Apanteles rubecula is a solitary insect parasite of Pier is rapae (small cabbage white butterfly, imported cabbageworm). The parasite has been successfully introduced to Australia and Vancouver, Canada but has failed to become established at other North American release sites. This practical problem illustrates a fundamental aspect of insect ecology. The seasonal biology of insects is interpreted here as an interaction of responses to ambient conditions. Emphasis centers on the rates at which life history phenomena occur and the importance of the insect's biological chronometers on the outcome of its ecological relationships with its host and its local climate. Comparisons are made between Canberra, Australia and Vancouver, Canada. The parasite's developmental response to temperature is similar in Canberra and Vancouver but the host response differs. Canberra A. rubecula have a longer generation time relative to the host at low temperatures, but shorter generation times at higher, midseason temperatures. Vancouver parasites always have faster generation times than their hosts but the season is truncated in August by a diapause response to daylengths shorter than I5h.
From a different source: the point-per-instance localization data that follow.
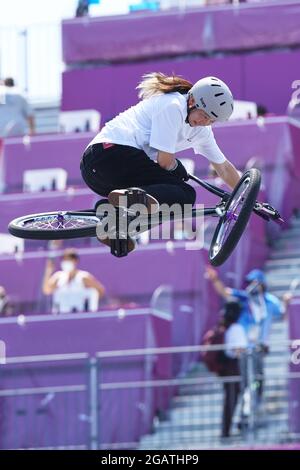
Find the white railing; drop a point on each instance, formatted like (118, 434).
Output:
(32, 55)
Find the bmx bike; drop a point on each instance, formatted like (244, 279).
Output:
(233, 210)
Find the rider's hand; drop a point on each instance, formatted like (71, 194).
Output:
(180, 171)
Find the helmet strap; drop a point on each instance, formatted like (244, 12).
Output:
(188, 110)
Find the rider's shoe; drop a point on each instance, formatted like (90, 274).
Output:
(129, 196)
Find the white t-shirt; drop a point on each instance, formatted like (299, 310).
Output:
(235, 338)
(158, 123)
(70, 295)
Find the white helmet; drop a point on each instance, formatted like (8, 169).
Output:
(214, 97)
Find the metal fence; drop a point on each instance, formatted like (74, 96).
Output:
(133, 400)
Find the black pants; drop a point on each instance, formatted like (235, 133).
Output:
(120, 167)
(231, 395)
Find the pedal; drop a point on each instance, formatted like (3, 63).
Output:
(119, 247)
(136, 196)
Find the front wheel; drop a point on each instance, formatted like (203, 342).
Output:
(55, 225)
(232, 224)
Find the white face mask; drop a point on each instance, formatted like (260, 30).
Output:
(67, 266)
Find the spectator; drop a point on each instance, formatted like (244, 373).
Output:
(235, 343)
(15, 111)
(259, 308)
(6, 308)
(293, 109)
(71, 288)
(82, 8)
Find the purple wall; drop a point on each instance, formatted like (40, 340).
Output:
(142, 36)
(50, 151)
(251, 77)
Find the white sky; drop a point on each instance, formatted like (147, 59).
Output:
(26, 12)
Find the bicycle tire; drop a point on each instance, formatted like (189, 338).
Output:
(22, 227)
(219, 256)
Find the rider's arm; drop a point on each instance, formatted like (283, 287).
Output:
(91, 282)
(219, 287)
(166, 160)
(227, 172)
(50, 279)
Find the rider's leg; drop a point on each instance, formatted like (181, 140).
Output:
(120, 167)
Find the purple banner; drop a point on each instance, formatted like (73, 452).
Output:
(294, 382)
(106, 331)
(143, 36)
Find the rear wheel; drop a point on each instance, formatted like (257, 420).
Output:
(55, 225)
(232, 224)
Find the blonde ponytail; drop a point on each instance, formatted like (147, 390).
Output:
(157, 83)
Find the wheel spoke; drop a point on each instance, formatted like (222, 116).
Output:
(58, 222)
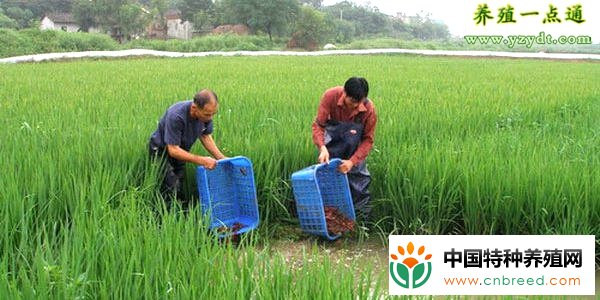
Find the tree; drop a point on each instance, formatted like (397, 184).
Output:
(123, 18)
(190, 8)
(6, 22)
(270, 16)
(313, 3)
(23, 17)
(367, 20)
(132, 20)
(311, 29)
(83, 12)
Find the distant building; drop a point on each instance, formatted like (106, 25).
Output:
(408, 19)
(61, 21)
(176, 27)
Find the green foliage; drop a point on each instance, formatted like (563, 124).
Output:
(6, 22)
(311, 29)
(269, 16)
(190, 8)
(209, 43)
(23, 17)
(455, 153)
(33, 41)
(84, 14)
(367, 20)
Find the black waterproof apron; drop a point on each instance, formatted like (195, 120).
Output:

The beginning of the season is delayed until late May by the high thermal requirement to terminate diapause. These local responses to temperature and photoperiod result in different phenologies which, while appropriate locally, are disastrous elsewhere. The failure of North American attempts to establish Vancouver A. rubecula is attributed to the diapause characteristics of the released insects. They entered diapause while ambient temperatures remained warm enough for morphogenesis and were unable to survive the obligatory period to diapause termination. Manipulation of the diapause response is one technique in ecological pest management. A methodology for a breeding program and its analysis is presented. Practical suggestion for biological control efforts are made and the role of individual physiological responses in insect seasonal ecology are discussed.